| name | eval-runner |
| description | Run eval fixtures against review agents and grade results. Use this after adding or modifying a review agent, to validate detection accuracy, or when the user says "run the evals", "test the agents", "check for regressions", or "how accurate is the agent". |
| argument-hint | [--agent <name>] [--fixture <name>] [--trials <n>] [--verbose] |
| user-invocable | true |
| allowed-tools | Read, Grep, Glob, Bash(readlink *, ls *, date *, mkdir *), Skill(review-agent *) |
Eval Runner
Role: orchestrator. This skill dispatches fixtures to agents and
grades results — it does not review code itself.

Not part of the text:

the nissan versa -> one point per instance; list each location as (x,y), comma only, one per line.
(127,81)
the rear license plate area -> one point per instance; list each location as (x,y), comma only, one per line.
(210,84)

You have been invoked with the /eval-runner skill. Run review agents
against eval fixtures and grade the results.
Orchestrator constraints
- Do not review code yourself. Delegate all reviews to
/review-agent. Your job is dispatching and grading.
- Grade deterministically. Compare agent JSON output against
expected JSON using exact criteria (status match, count ranges,
keyword checks). Do not apply judgment.
- Minimize context per agent. Pass only the fixture file to the
agent — not the expected results, not other fixtures, not prior
transcripts.
- Track results. Save transcripts for saturation detection. Do
not modify fixtures or expected files.
- Be concise. Output the report table and failure details. No
narration of each fixture run — just the grades.
Parse Arguments
Arguments: $ARGUMENTS
--agent <name>: Run only the named agent
(e.g., js-fp-review)
--fixture <name>: Run only the named fixture
(e.g., fp-array-mutations.ts)
--trials <n>: Run each fixture N times (default: 1). Enables
pass@k scoring.
--verbose: Show full agent output for each fixture
- No arguments: run all agents against all applicable fixtures
Steps
1. Resolve eval corpus
Verify evals/fixtures/ exists in the plugin root. If not, error:
"Cannot find eval fixtures. Are you in the cab-killer plugin
directory?"
2. Load fixtures and expected results
Read all files from evals/fixtures/ and corresponding JSON from
evals/expected/.
For each fixture:
- Match the fixture stem (filename without extension) to its
expected JSON
- For directory fixtures (cs-*), the directory name is the stem
- Parse
applicableAgents to know which agents to run
If --agent is specified, filter to fixtures where that agent is in
applicableAgents.
If --fixture is specified, filter to that fixture only.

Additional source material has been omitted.